一种基于词库学习的饱和潜水氦语音解读方法,该方法应用于包括潜水员、校正网络和解读网络的系统中,该方法包括:建立饱和潜水作业常用工作语言词库,由潜水员分别在不同环境下朗读,生成校正网络的监督信号和矢量信号;校正网络对不同潜水员在不同潜水深度的氦语音进行学习得到网络校正参数,并对潜水员的氦语音进行校正得到校正语音;解读网络对校正语音进行学习并完成氦语音的解读。该方法通过设置潜水员在不同环境下个体语音信号特征和工作语言词库特征,将机器学习引入到氦语音解读中,解决了饱和潜水氦语音的解读问题,减少了网络对学习样本数的要求,提高了氦语音解读器在不同潜水深度的自适应性,尤其适合于不同潜水深度环境下的氦语音的完备解读。

Description

基于词库学习的饱和潜水氦语音解读方法 技术领域
本发明涉及氦语音解读技术,更为具体地说涉及一种基于词库学习的饱和潜水氦语音解读方法。
背景技术
21世纪是海洋经济时代,我们将要从海洋中获取人类所需的50%以上的清洁能源和生产资料。饱和潜水在航海作业、海洋开发、军事海洋、海上救援等领域有着及其重要的应用价值,是海洋经济发展不可或缺的组成部分。
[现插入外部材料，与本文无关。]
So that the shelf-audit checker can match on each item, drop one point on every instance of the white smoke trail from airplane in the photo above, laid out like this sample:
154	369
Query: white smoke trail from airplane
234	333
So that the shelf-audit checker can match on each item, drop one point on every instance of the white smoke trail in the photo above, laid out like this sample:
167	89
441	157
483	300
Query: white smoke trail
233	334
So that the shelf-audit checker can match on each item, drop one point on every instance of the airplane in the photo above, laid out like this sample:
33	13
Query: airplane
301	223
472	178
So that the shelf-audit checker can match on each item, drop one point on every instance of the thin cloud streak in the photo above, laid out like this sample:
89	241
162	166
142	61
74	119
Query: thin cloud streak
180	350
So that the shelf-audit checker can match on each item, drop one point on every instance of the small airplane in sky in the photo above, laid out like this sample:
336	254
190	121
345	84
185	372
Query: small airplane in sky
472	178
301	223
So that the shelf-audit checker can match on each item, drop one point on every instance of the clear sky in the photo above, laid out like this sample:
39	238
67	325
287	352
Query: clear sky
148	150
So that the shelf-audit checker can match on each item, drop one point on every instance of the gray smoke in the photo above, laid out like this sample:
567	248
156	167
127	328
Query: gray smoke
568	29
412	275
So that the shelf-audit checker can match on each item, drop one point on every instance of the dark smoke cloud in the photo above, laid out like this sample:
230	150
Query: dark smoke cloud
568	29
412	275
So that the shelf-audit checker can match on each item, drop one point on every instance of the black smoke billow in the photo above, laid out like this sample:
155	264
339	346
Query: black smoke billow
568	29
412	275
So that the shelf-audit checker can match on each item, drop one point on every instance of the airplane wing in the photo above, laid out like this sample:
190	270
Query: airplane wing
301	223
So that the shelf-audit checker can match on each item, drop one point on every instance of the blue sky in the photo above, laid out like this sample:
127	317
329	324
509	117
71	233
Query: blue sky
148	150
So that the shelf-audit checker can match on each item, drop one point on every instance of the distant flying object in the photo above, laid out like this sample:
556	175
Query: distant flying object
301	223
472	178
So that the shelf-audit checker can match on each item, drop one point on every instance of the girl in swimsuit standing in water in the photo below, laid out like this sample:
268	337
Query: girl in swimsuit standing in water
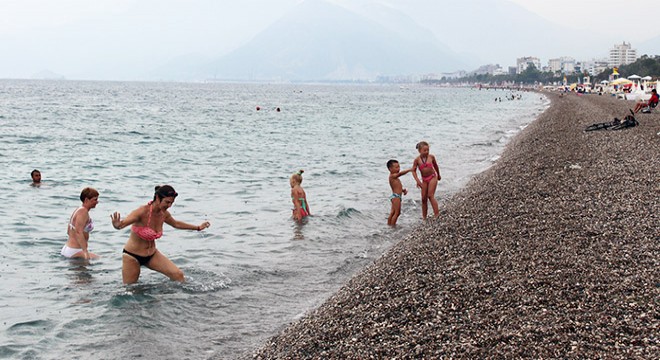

由于深海作业环境和作业内容的特殊性,海洋中的许多工作还不能由载人深海潜水器或水下机器人去完成,需要潜水员直接下水、暴露在深海高压环境下应用饱和潜水技术进行作业。为了满足潜水员在深海高压环境下的生理需求,目前潜水员基本上都采用氦氧混合气体作为潜水员饱和潜水作业时的呼吸气体。当潜水作业深度超过50米时,潜水员的语音通话失真明显;当潜水作业深度超过100米时,潜水员的语音通话开始严重失真,正常的语音变成奇异的“鸭叫”-氦语音,很难听懂潜水员的语音通话,造成潜水舱内外和潜水员之间联系困难,直接影响到潜水员的深海作业,甚至威胁到潜水员的生命。因此,迫切需要解决深海饱和潜水员的语音通信问题-氦语音解读问题。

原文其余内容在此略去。